By Abijah Ahern

Laramie High School students have begun a new unit where they build and test rockets.

The LHS Physics department is led by Eric Weitzel and Pete Kontaxes. Both teachers have been working towards the rocket project since early in the school year.

The students have studied topics such as vectors, gravitational pull and the mathematical equations for the forces of motion. The aim of this project is to take the theoretical concepts the class has been covering and apply them to a practical situation.

For many of the students the new project is exciting and interesting.

“Watch out, Elon Musk,” LHS Senior Ryan McManaman said.

Projects like this help student’s work out the steps they need to reach their goals.

“We’ve been working on all of this stuff in theoretical terms for a while now,” McManaman said. “I’m really excited to put it into practice and I don’t think I’d be nearly as prepared if we hadn’t worked on it in class first.”

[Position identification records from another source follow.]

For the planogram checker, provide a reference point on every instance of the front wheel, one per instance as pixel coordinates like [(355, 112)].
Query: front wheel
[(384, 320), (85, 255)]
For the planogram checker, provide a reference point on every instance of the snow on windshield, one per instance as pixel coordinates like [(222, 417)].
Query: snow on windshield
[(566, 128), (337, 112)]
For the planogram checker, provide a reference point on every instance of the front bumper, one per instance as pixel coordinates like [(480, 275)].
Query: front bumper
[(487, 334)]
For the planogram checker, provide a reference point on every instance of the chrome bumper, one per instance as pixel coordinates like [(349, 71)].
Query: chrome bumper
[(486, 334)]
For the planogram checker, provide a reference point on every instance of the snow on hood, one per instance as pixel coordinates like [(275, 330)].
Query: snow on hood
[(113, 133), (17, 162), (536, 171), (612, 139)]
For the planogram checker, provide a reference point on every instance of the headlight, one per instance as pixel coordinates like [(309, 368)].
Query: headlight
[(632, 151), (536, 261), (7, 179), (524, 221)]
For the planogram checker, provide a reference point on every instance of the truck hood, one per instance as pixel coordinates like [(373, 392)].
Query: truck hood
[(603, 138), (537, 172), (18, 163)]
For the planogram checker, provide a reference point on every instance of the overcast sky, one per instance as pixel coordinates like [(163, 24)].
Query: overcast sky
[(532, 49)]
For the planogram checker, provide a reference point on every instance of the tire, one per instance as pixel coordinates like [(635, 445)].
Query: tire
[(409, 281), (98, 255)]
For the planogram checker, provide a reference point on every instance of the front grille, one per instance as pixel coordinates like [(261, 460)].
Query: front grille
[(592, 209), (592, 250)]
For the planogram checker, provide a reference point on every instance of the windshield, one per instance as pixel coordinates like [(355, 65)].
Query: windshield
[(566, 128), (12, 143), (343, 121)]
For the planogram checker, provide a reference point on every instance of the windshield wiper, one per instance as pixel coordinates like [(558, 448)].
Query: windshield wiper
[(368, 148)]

The LHS science program emphasizes hands-on learning. In addition to the rockets, past physics projects have included experiments involving pendulums and potato guns.

Hands-on learning isn’t unique to the physics department. In the chemistry department experiments include color-changing pennies and making elephant toothpaste. The paste is a result of rapidly deteriorating hydrogen peroxide. 

These large-scale projects wouldn’t be possible without the equipment set up in the new LHS building. The equipment allows science teachers to do demonstrations that would otherwise be considered too impractical or unsafe at the old LHS building.

For students that find physics challenging and engaging, their current physics class doesn’t have to be the end of their learning. Kontaxes offers a more specialized AP physics class that emphasizes the mathematics of physics and helps students towards a degree in physics or engineering by providing an opportunity to earn a college credit.